11. Changing Eligibility Criteria for Executive Fleet Vehicles
There is a trend to change the eligibility criteria to be assigned an executive vehicle, with the intent to reduce the size of this fleet segment.
“We are reviewing the executive vehicle program and considering changing the eligibility criteria. This will result in a reduction in the size of the executive fleet,” said Coyte.
In the wake of over $2 per gallon fuel prices, some fleet managers are targeting executive fleets to lower fleet fuel expenses by moving away from less fuel efficient SUVs.
“The cost of fuel is always an issue. I am looking at changing our selection of vehicles for mid-to upper-level management to see if we can’t drive a vehicle that gets better gas mileage,” added Blake of Sugar Loaf/Folz.
12. Earlier Issuance of RFPs for 2006 New-Model Orders
The increasing involvement of purchasing councils and strategic sourcing groups is driving earlier issuance of requests for quotation (RFQ) and requests for proposals (RFP), which was the case with the 2006-model year. Also contributing to the earlier RFPs were the earlier Job 1 dates for key 2006 models, and, as a consequence, earlier buildout dates for current model-year vehicles.

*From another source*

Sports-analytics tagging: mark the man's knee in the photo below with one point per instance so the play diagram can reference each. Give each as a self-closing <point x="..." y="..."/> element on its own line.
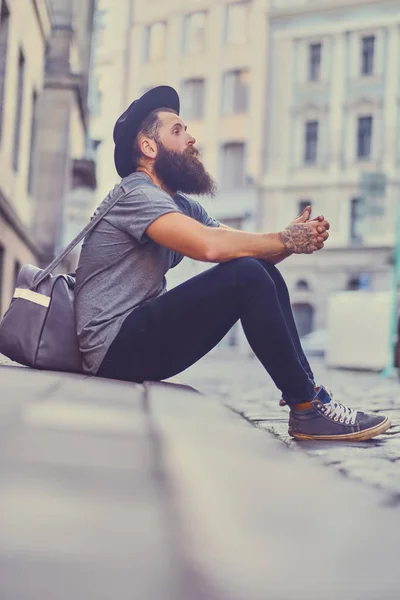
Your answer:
<point x="249" y="271"/>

13. High Number of Discontinued Models Affecting Fleet Selectors
The large number of discontinued fleet models is impacting some fleet selectors. “With the discontinuation of the Buick LeSabre, Park Avenue, Century, and the Pontiac Bonneville, our management selector list is going to shrink to just a few vehicles,” said Jan Cornell, fleet manager for E.M.C. Insurance Co. in Des Moines, Iowa. “We can add other vehicles, but we try to stay within a price range, which can be a challenge!”
14. Growing Penetration of Import-Badged Nameplates in Certain Fleets
Some fleets report an increased order volume for import-badged vehicles.
“We introduced Camry and Altima to our selector in 2004. The purchase numbers were decent, but in 2005 we have seen them increase considerably,” said Malcom of State Farm Insurance.
Siemens is another fleet acquiring more import-badged vehicles. “We will continue to look at and work with foreign automakers, specifically Nissan,” said McCarthy.
15. High Purchase Volume in 2005 Will Decrease 2006 Buy
Some companies report that they will acquire fewer vehicles in the 2006-model year, but only compared to high purchase volume in 2005. For instance, the Wm Wrigley Jr. Co. will be purchasing fewer vehicles in 2006, but only because it made a larger-than-usual buy in 2005.
“We delayed major purchases from 2004 to 2005 to take advantage of certain new vehicles such as the Equinox, 300, Magnum, and Caravan with the Stow ’n Go seating. As a result, our 2005 purchase was larger than normal,” said Rob Parham, marketing support manager for Wm Wrigley Jr. Co. in Chicago.